Hier, j’ai eu l’occasion d’assister à la pré-rentrée des étudiants de L1 Sciences du Langage, en tant que tuteur pour les guider dans l’université et répondre à leurs questions suite à la réunion de pré-rentrée. Je voudrais en dire quelques mots, comme ça, de manière informelle et complètement approximative.

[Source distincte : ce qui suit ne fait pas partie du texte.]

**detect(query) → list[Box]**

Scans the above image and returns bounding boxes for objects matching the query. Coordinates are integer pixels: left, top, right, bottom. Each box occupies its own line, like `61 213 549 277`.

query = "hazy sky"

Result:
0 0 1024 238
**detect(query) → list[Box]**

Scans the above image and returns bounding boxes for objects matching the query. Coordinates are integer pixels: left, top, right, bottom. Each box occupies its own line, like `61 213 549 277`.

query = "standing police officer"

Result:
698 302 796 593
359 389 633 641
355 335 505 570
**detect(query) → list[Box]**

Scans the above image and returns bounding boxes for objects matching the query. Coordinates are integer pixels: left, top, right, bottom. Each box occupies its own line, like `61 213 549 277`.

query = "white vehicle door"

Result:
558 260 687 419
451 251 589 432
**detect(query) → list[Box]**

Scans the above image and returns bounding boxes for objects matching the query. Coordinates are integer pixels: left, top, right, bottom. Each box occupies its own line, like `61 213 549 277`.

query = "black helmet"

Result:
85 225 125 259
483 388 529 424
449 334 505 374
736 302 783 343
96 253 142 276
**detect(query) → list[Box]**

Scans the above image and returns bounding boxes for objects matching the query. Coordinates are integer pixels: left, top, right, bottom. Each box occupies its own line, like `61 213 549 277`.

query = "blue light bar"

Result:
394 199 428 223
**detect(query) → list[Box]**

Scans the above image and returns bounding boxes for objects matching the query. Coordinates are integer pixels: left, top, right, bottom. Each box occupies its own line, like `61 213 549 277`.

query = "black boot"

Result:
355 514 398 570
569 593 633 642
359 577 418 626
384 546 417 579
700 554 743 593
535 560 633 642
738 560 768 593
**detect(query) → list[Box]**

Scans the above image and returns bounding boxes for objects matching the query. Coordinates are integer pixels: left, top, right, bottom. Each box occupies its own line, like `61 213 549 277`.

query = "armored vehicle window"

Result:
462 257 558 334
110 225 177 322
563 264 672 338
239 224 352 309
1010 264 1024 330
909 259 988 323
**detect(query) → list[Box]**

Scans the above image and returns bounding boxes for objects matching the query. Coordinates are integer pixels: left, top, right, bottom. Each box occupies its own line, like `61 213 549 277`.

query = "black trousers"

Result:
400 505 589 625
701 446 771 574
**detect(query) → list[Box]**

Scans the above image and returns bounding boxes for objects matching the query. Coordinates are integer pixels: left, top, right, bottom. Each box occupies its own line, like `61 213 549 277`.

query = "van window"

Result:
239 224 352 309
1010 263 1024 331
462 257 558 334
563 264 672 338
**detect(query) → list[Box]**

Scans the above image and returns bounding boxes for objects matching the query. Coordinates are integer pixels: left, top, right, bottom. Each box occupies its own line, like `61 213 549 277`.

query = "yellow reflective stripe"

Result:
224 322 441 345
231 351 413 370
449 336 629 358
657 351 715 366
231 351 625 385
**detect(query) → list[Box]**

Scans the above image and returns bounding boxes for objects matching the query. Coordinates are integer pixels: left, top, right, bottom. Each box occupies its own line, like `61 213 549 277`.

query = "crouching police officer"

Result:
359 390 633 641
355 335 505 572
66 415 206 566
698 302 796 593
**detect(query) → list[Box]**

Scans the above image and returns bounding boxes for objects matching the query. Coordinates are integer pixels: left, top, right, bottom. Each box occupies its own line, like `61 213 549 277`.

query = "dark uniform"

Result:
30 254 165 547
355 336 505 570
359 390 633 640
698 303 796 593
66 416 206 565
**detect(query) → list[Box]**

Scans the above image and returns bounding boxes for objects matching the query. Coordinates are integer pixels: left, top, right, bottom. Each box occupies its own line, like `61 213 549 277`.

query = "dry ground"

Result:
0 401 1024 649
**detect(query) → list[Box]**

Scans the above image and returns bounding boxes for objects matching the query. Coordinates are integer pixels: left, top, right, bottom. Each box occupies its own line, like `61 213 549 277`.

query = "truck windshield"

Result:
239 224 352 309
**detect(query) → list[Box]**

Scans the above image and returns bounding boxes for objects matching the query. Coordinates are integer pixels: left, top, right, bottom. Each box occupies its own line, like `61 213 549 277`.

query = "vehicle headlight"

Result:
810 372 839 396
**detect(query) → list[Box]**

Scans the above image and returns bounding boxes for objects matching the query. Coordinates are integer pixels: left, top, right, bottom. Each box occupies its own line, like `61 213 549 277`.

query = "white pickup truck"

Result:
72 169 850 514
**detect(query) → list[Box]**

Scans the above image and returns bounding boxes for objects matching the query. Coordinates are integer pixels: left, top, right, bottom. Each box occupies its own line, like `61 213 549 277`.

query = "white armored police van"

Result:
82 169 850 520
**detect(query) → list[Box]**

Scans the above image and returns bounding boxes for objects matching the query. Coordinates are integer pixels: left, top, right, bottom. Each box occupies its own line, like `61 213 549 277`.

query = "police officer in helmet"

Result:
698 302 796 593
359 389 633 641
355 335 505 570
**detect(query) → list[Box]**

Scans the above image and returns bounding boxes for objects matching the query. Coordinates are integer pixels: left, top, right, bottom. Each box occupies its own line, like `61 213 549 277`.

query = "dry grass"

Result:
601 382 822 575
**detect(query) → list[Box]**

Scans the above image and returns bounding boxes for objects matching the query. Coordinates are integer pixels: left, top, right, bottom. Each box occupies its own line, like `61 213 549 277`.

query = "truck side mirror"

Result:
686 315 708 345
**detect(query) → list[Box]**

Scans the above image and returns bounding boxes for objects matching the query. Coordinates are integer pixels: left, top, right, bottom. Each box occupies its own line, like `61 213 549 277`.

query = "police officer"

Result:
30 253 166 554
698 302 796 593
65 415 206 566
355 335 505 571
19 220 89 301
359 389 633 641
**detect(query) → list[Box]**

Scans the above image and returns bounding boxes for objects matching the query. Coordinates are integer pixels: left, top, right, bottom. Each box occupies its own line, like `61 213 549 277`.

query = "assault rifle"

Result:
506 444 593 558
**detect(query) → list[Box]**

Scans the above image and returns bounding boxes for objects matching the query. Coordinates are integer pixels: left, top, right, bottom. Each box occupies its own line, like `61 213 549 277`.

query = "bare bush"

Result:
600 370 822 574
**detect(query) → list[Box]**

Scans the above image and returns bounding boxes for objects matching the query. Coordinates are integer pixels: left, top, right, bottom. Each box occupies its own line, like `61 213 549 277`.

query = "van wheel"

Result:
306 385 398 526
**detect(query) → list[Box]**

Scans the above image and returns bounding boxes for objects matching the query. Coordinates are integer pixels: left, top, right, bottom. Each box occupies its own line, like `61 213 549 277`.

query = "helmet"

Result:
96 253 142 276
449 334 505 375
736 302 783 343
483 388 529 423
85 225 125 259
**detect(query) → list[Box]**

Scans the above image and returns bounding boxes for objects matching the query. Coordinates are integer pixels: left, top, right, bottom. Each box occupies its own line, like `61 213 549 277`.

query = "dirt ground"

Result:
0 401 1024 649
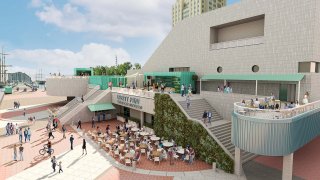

J’ai moi-même intégré la licence SdL directement en troisième année, et je ne savais pas trop à quoi m’attendre… Première impression en entrant dans l’amphi, ils sont nombreux ! Près de 150, apparemment, franchement plus que ma petite promo de l’année dernière. Je dis « ils sont nombreux », mais si j’ai bien compté il y avait quelque chose comme 96% de filles dans l’assemblée, je continuerai donc en disant « elles », ce qui me semble plus proche de la réalité.

Et donc, j’ai l’impression qu’elles vont toutes déguerpir d’ici un ou deux semestres, parce que ça m’a surpris de voir tant de monde. Surtout que la rentrée va leur mettre un bon coup de stress, puisqu’elles vont devoir s’inscrire pour quasiment toutes les matières de leur emploi du temps, dans des groupes à effectifs limités. Mais c’est une chance d’avoir tant de choix, même si la L1 est très générale. D’ailleurs, les portes ouvertes de l’année dernière m’avaient donné l’impression que tout le monde voulait entrer en Sciences du Langage pour s’orienter vers le professorat des écoles, et cette pré-rentrée me pousse un peu à nuancer mon avis.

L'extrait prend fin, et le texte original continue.